• rlupi 2 minutes ago

    What an interesting way to put the trolley problem:

    > There's a runaway trolley barreling down a railway. Further down the tracks there are five people tied up and unable to move. They will die once the trolley reaches them.

    > You are stood on a footbridge with an innocent bystander. You can push him off the bridge, blocking the trolley and killing him, but saving the other 5 people. Or you can do nothing and the 5 people will die.

    Because there are not two, but three solutions: you can jump off the bridge and block the trolley with your own death.

    I wonder how many are going to give that answer. I can see it coming from two kinds of people: the severely depressed to the point of being suicidal, people who have reached a spiritual state of bliss and awareness to value their own life and those of the other men as equally important AND they feel they are unattached enough to let go while the other 6 men may need more time in their lives.

    • 082349872349872 5 days ago

      A possible confounding factor which leaps to mind is the notion of register: almost all language instruction is in a utilitarian register, and daily L2 use is also commonly utilitarian; indeed, emotional surprise tends to cause people to fall back* on their L1.

      If we could find people who learned an L2 in an emotionally charged environment (at an orphanage? in a teenage gang?) but never subsequently used it for work or leisure in a utilitarian environment, would they show the opposite results?

      * I've heard that in WWII, a standard counterintelligence ploy was to suddenly stomp on an interviewee's foot to observe if they reacted with "Ow!" or "Aua!" or "Aie!", etc. (this reaction is trainable, of course, as the number of french who say "punaise" [minced, like "gosh darn"] when they hit their thumbs with a hammer will attest)

      • vladvasiliu 19 hours ago

        It's always been interesting to me which language we pick in which situation.

        As a foreign-born immigrant in the country where I live, I've learned the local language as a teenager.

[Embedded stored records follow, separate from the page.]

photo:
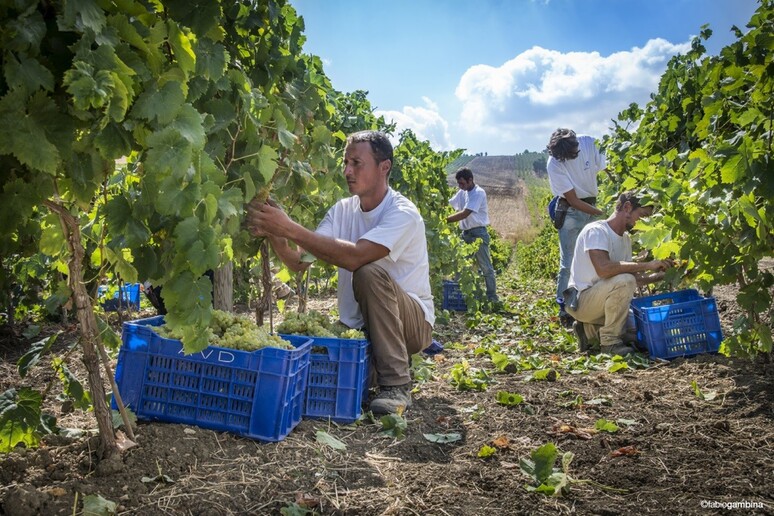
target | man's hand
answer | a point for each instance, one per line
(266, 219)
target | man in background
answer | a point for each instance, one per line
(573, 164)
(473, 216)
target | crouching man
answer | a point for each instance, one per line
(376, 237)
(603, 277)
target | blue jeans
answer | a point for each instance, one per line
(483, 258)
(573, 223)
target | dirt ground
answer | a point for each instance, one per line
(676, 453)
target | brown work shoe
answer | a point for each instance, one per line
(617, 349)
(580, 334)
(391, 398)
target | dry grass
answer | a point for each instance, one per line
(509, 215)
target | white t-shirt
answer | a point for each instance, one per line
(580, 173)
(475, 201)
(397, 225)
(596, 235)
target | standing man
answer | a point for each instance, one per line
(473, 216)
(604, 277)
(573, 164)
(377, 239)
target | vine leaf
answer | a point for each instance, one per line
(37, 350)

        Yesterday, while talking to my mother in my mother tongue, I hit my toe and reacted in the local language. I'd say I do most of my thinking in the local language or in English, although I've only ever visited English-speaking countries as a short-term tourist. Yet, when I need to count things, like the reps when lifting weights, I'll do it in my mother tongue.

      • gmuslera 18 hours ago

        If the difference is making the answer in a language that is not the native one (even if well understood enough) maybe more than language it is about getting closer to the second system than the first one, thinking slow and in a more rational way instead of a fast instinctive/long learned patterns one.

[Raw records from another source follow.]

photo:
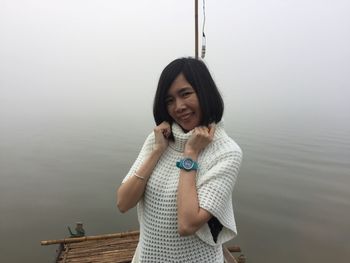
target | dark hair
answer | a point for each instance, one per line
(198, 75)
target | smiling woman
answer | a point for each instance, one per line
(184, 175)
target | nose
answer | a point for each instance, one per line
(179, 105)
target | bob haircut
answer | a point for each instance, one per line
(198, 75)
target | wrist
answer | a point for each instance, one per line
(192, 154)
(157, 152)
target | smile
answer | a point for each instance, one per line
(185, 116)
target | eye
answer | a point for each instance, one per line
(168, 100)
(186, 94)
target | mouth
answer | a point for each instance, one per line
(185, 117)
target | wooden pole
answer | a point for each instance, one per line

        Some languages may have some implicit culture and ways to see some things (there was some TED talk several years ago that sustained that people tend to have more savings depending how the language represent the future selves, or something like that), but if for this the problem is not which language, but that it not is the native one then the focus should be put elsewhere.

        • giraffe_lady 16 hours ago

          > Are creativity and problem solving improved in another language?

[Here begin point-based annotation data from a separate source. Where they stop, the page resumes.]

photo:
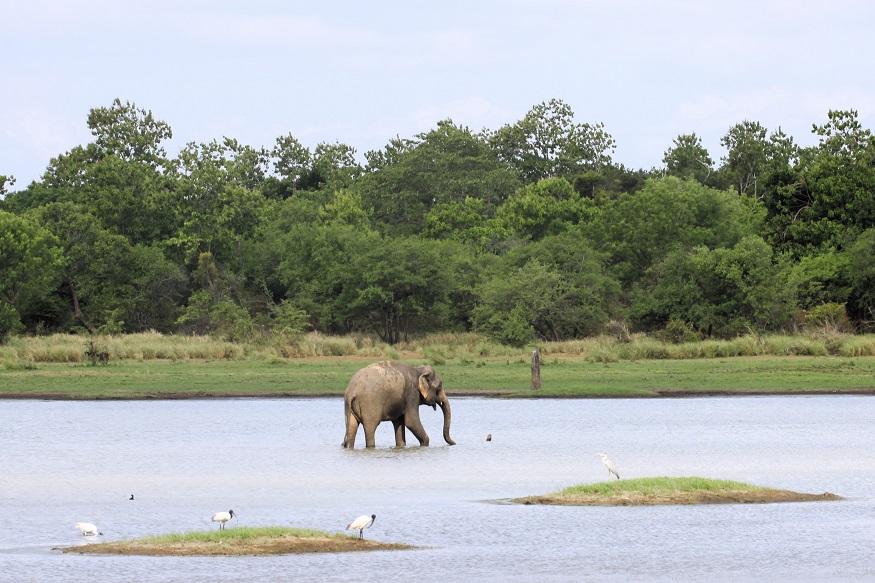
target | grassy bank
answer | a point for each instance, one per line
(271, 540)
(155, 366)
(663, 490)
(561, 377)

          More likely the other way around I think? Anecdotally I've noticed that no matter how fluent, the things everyone does in their native language are counting money, swearing when they think they're alone, and a secret third thing.

          I lived for many years in another country not as an expat but fully integrated in social, family, and work ways. As fluent as an adult learner can get. When I need to sit down and really think through a difficult problem, come up with a novel solution, I do it in my native language.